The latest figures show that LCCs last year accounted for 44.9% of all passengers transiting through the six main airports operated by the Airports of Thailand Plc (AoT), compared with 42% in 2015.
Moving in tandem were aircraft movements by no-frills carriers through airports such as Suvarnabhumi and Don Mueang, which represented 45.3% of the total in 2016, edging up from 43.7% in the previous year.
Last year saw LCCs account for 54.7 million out of the 122 million passengers that moved through AOT-operated airports, which handle the bulk of air traffic through Thailand.
In contrast, budget airlines in 2015 handled 46.1 million passengers out of the 110 million total.

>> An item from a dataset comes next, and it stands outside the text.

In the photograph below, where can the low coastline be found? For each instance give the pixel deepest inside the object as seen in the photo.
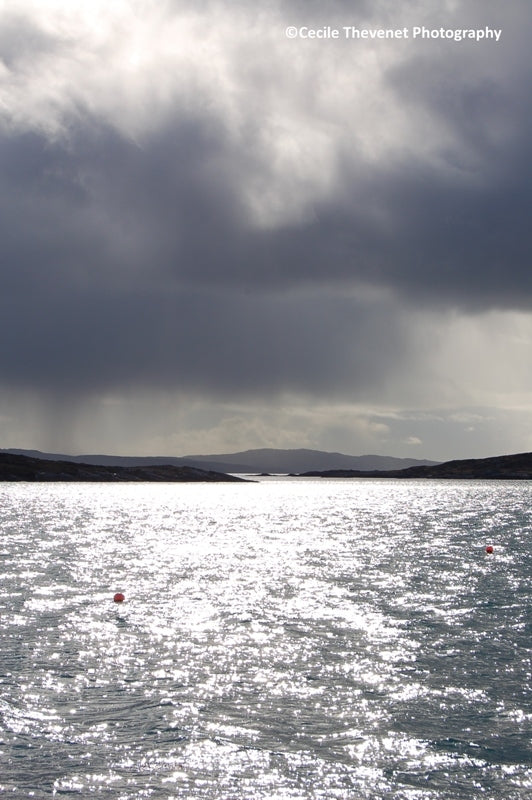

In 2016, take-offs and landings from AoT-operated airports by LCCs numbered 357,817, compared with 318,238 in the previous year. LCCs clearly continued to be the main driver for overall air traffic growth through those airports that year.
LCC passenger traffic volume rose 23.9% last year, which was lower than the 30.4% growth rate registered in the previous year.
Last year saw international passengers travelling on LCCs jump 35% to 19.2 million, while those on domestic LCC routes grew more slowly -- 18.6% to 35.5 million.
LCCs further enabled overall passenger traffic to keep its upward movement in 2016, albeit at half the pace recorded in 2015 over 2014.
Combined passenger throughput by LCCs and legacy carriers last year grew 10.8% to 122 million passengers, an increase from 110 million in the previous year, due partly to the slowdown in Chinese arrivals as result of the "zero-dollar" tour scam clampdown.
But the 2016 growth generally reflected a more traditional pattern, as the robust growth rate in 2015 was highly inflated in contrast with the subdued pace in 2014.
A stable political environment under military rule rejuvenated the Thai tourism industry and air traffic in 2015.
The bigger share gained by LCCs came as the LCC business model continued to flourish with more and more travellers being lured by their competitive fare offerings, fast expanding networks and frequent services.
Santisuk Klongchaiya, commercial director for Thai AirAsia, Thailand's largest LCC, said no-frills airlines will definitely gain a greater share of overall traffic in the years to come.
"If you look at the number of new aircraft orders by LCCs versus those by full-service carriers, they'll tell you what can be expected," he told the Bangkok Post. "The sky's the limit for LCCs."